Вот точно с такой же отвагой бросился я за паном Гнатковским. Не успел он еще и сесть, а я уже около него.
— А я к вам, пан!
Пан Гнатковский сначала вытаращил глаза и отступил на шаг назад, а потом спросил:
— Ко мне?
Это он сказал ртом, глазами же договорил: «Не нашел больше места для встречи, как здесь?» Прочел я в его глазах этот упрек, да и отвечаю на него:
— Потому как нигде не мог вас найти.
— Ну, какое у вас дело? — спрашивает меня так, как будто мы с ним только сегодня первый раз познакомились.
«Ну, погоди! — думаю. — Отважился на одно, отважусь и на другое».
— Будьте добры! Садитесь, — говорю, — пан!
Прошу его располагаться, как у себя дома.
Только мы сели, подбегает официант.
— Дайте этому хозяину кружку пива! — говорит пан Гнатковский.
Снова припомнилась мне покойная мама. Бывало, наказывала мне, чтоб я слушался, иначе не выйдет из меня хозяина. И таким способом вдолбила она мне это слово «хозяин», что, как услышу его, всегда представляю себе особу честную и почтенную… А теперь не то! Теперь я мысленно увидел перепуганного дядьку в простонародной одеже с задравшимися вперед полами.
Господи! А если б я вдруг обратился к какому-нибудь официанту: «Дайте этому адвокату пива, или этому учителю, или этому чиновнику»? Должно быть, не особенно вышло бы складно.

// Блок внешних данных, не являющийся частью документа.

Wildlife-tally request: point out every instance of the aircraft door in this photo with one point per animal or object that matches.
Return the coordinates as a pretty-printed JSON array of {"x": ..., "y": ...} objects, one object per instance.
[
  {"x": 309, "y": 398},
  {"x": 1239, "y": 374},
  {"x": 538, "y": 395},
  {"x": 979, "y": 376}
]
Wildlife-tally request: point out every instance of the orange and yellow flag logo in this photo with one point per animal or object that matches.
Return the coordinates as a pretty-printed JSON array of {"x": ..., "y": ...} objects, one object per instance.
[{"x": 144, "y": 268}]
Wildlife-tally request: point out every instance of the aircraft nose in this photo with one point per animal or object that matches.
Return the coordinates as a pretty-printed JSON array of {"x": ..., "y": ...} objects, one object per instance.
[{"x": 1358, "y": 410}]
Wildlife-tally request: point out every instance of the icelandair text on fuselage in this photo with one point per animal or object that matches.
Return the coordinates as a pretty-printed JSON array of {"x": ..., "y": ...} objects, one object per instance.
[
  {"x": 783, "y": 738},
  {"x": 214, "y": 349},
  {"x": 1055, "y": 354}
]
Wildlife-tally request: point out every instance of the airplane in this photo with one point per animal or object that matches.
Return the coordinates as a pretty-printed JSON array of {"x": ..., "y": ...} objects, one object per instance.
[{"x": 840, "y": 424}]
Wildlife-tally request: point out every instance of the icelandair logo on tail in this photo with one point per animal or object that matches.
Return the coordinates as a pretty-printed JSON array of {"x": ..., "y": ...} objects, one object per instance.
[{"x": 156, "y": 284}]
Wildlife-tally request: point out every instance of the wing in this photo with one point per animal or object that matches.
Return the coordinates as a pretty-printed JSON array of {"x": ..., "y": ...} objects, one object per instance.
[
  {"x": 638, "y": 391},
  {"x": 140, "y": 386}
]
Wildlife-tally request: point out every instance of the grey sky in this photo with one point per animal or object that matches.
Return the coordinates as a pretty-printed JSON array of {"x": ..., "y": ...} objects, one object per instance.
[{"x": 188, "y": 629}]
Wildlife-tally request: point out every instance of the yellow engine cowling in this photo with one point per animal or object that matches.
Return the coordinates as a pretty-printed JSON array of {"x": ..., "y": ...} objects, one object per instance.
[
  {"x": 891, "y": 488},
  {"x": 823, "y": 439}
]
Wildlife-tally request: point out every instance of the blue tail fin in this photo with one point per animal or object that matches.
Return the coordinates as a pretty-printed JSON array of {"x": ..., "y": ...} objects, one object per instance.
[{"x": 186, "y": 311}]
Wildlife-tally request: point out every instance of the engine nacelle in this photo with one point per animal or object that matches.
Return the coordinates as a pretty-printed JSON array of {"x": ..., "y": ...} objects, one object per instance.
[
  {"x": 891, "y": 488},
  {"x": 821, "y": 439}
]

Как мне его пиво, так же по вкусу и пану Гнатковскому пришлось мое дело. Об этом я особенно и не заботился. Говорил лишь для того, чтобы казалось, что я свое дело сделал.
Не раз слышал я от наших интеллигентов такие слова: «Я не стыжусь мужика!» Только теперь доподлинно понял я эти слова. Если б не было чего стыдиться, то никому и не пришло бы в голову хвалиться этим. Мы — клейменые! А как же! Еще издалека не узнаешь в лицо, кто идет, а уж видишь клеймо: по одеже видно, что это мужик.
Припомнилось мне то время, когда я служил в солдатах. На маневрах под одним городом догнали мы мужика, который вел козу. Подняли же мы его насмех!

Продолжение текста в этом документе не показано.